Currently, standardized reporting systems to measure pain or quality of life (QoL) in colorectal cancers, such as the Brief Pain Inventory (BPI), Functional Assessment of Cancer Therapy-colorectal (FACT-C) questionnaire and European Organization for Research and Treatment of Cancer QoL questionnaire (EORTC) have been proposed and used in several studies Citation[50–54], although they were not applied to this study. In a study of post-treatment pain control for locally recurrent rectal cancers Citation[51], not only BPI but also each patient's reported level of pain with the most potent analgesic prescribed was evaluated using the pain-management index to assess the adequacy of pain management more objectively. Since increase or decrease in quantity and/or change of analgesic was often recognized after the start of treatment, this study also evaluated alteration of pain medication, response and duration of pain relief, which have not been included in the evaluation of most previous reports as for radiotherapy with or without hyperthermia. Future clinical trials of hyperthermia for pain relief should evaluate pain medication more objectively like this study, in addition to use of standardized scales for QoL and pain.

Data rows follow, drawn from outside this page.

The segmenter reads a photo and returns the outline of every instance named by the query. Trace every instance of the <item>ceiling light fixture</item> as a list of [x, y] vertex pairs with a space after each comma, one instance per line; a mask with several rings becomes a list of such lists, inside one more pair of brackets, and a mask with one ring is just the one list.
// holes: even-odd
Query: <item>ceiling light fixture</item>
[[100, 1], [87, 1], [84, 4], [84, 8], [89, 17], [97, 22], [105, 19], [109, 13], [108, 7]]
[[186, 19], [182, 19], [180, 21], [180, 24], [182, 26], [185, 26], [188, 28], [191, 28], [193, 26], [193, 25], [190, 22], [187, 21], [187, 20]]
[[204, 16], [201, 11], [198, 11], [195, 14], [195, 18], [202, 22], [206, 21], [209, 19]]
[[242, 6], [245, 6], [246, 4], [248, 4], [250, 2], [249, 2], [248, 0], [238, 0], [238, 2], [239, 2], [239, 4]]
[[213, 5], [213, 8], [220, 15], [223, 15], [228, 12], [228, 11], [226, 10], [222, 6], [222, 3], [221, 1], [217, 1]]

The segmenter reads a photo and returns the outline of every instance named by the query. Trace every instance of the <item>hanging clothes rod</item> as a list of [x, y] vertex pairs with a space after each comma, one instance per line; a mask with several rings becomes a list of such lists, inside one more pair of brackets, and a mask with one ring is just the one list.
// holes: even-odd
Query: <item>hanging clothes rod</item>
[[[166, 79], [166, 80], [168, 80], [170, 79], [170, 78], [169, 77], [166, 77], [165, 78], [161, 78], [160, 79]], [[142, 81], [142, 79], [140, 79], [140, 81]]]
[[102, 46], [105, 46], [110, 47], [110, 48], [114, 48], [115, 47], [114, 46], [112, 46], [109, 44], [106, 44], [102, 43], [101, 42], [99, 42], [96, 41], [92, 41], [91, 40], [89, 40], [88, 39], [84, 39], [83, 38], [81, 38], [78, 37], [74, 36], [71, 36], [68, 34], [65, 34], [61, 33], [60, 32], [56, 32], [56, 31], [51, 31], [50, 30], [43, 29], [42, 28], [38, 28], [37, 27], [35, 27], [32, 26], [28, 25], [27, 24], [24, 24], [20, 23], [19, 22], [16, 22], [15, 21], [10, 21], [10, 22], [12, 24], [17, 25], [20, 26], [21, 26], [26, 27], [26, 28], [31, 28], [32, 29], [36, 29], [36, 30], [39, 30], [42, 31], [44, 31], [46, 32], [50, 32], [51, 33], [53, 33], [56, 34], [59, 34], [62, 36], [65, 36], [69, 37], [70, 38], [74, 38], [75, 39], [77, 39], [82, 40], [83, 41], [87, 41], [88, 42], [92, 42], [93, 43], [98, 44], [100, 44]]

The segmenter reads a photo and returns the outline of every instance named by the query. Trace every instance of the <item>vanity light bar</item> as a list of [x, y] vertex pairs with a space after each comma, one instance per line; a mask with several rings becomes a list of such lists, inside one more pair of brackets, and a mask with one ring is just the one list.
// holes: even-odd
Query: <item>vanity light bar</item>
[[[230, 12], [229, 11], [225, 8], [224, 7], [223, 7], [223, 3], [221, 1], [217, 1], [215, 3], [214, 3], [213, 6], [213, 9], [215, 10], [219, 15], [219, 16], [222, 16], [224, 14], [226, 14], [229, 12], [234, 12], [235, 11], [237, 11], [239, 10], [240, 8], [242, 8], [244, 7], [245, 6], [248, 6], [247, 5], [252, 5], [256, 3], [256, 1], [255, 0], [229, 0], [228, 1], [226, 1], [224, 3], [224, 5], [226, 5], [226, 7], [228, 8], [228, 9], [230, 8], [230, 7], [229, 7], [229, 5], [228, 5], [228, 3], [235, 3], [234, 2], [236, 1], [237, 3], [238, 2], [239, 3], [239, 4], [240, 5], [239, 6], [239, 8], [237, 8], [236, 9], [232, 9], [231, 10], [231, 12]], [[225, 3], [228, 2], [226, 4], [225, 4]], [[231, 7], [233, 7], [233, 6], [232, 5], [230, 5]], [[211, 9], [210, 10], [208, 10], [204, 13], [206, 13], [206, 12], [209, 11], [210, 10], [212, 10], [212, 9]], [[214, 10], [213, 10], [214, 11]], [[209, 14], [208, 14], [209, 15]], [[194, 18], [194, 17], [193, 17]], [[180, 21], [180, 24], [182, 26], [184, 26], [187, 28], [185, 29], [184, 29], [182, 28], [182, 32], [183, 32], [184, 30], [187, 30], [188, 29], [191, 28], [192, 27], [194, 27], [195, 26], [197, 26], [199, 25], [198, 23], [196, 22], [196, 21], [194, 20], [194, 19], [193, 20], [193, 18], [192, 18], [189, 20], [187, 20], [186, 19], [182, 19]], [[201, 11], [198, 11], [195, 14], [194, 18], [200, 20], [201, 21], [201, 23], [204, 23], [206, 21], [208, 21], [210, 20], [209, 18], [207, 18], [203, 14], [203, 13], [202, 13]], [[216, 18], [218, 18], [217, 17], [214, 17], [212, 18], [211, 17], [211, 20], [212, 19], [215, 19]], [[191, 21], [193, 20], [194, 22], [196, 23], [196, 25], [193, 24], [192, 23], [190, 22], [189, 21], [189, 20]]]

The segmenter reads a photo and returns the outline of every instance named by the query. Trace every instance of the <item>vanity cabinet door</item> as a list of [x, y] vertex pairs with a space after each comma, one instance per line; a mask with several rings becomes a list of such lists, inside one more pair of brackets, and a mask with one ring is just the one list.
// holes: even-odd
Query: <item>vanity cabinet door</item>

In conclusion, the results of this study have confirmed that RT with 8-MHz radiofrequency-capacitive regional hyperthermia provided an efficient, effective means on pain relief of treating unresectable and recurrent colorectal cancer. If an adequate heating such as tumour temperature rise of therapeutic range, use of strong superficial cooling and higher number of hyperthermia treatments was achieved, the duration of pain relief may be prolonged, particularly for the patients with radiating pain to leg(s).